Further north after passing Jenny Lake is the Mount Moran Turnout which provides great views overlooking this 12,605 feet peak. This also represented the southern tip of Jackson Lake which is a substantial mass of water that offers great views with the mountain range as a perfect backdrop.
Lakes of Grand Teton National Park
It’t not just the majestic mountain range in the Grand Tetons that makes this such an attractive national park. The park’s largest lake is Jackson Lake and along with several smaller lakes, these were formed thousands of years ago when the glaciers carved the present day shapes.
Fishing is obviously a primary activity at Jackson Lake with whitefish and trout two of the more popular species found here. Fishing trips can be organized but for us simply pulling over in yet another of the scenic overlooks and breathing in the fresh air was enough to satisfy our appetite.
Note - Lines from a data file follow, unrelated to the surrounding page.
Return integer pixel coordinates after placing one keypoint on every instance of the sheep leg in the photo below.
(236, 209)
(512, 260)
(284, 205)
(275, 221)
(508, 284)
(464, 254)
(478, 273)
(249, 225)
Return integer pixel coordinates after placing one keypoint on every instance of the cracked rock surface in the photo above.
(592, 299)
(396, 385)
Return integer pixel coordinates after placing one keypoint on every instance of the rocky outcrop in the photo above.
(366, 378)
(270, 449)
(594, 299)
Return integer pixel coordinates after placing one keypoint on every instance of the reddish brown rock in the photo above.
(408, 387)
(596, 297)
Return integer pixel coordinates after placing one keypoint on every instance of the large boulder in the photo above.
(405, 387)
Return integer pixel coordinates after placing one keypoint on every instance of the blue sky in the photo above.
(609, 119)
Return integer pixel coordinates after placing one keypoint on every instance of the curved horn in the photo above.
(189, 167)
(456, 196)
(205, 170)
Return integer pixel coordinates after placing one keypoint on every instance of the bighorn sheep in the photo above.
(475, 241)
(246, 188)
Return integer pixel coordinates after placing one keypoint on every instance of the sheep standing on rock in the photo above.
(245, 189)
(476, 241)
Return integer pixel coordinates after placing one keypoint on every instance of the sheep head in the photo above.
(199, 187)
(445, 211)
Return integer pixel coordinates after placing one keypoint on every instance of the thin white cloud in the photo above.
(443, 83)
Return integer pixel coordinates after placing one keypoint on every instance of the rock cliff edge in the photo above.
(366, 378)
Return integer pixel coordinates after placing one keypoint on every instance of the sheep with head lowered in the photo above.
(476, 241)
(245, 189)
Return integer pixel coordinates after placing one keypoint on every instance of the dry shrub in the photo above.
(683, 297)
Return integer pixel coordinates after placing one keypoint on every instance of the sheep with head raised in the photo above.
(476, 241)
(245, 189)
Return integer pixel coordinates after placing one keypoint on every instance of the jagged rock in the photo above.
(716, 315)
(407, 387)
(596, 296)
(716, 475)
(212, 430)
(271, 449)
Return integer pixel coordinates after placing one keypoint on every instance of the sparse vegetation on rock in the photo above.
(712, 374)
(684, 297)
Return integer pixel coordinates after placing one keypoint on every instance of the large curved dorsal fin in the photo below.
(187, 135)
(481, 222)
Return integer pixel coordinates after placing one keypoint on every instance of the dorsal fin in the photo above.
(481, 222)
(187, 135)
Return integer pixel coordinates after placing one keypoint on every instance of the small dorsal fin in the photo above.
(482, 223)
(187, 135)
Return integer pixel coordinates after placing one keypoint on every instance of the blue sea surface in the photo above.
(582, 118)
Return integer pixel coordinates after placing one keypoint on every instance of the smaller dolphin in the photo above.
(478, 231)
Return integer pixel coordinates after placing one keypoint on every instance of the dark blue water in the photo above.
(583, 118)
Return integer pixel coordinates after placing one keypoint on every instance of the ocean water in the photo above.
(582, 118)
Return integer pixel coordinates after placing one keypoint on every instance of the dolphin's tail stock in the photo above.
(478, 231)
The views are unbelievable and honestly unlike anything else I have seen before.
Meanwhile, further south is the smaller Jenny Lake. It may be smaller in size but it certainly packs a punch with the views of the Cathedral Group looming in the background.
The dramatic scenery is only the beginning though as hiking trails deep into the Cascade Canyon and Hanging Canyon are available, with landmarks such as Hidden Falls and Inspiration Point waiting for those fearless enough to hike that far off the beaten path.
Grand Teton National Park may not receive the same media attention as Yellowstone but after you visit this part of Wyoming you will likely have your own opinions on the stunning beauty that you experienced. Gorgeous alpine peaks are prevalent throughout the panoramic views but with lakes, lush lowland areas and a thriving wildlife community to experience, the Grand Tetons are well worth paying a visit.
Before driving on to Yellowstone along the John D. Rockefeller, Jr. Memorial Parkway, be sure to cherish those memories you experienced in Grand Teton because it won’t be long before you are marveling at the scenery throughout America’s oldest national park. But for now let’s appreciate Grand Teton and allow it time in the spotlight that it richly deserves!
Have you visited Grand Teton National Park? If so, what is your favorite attraction here?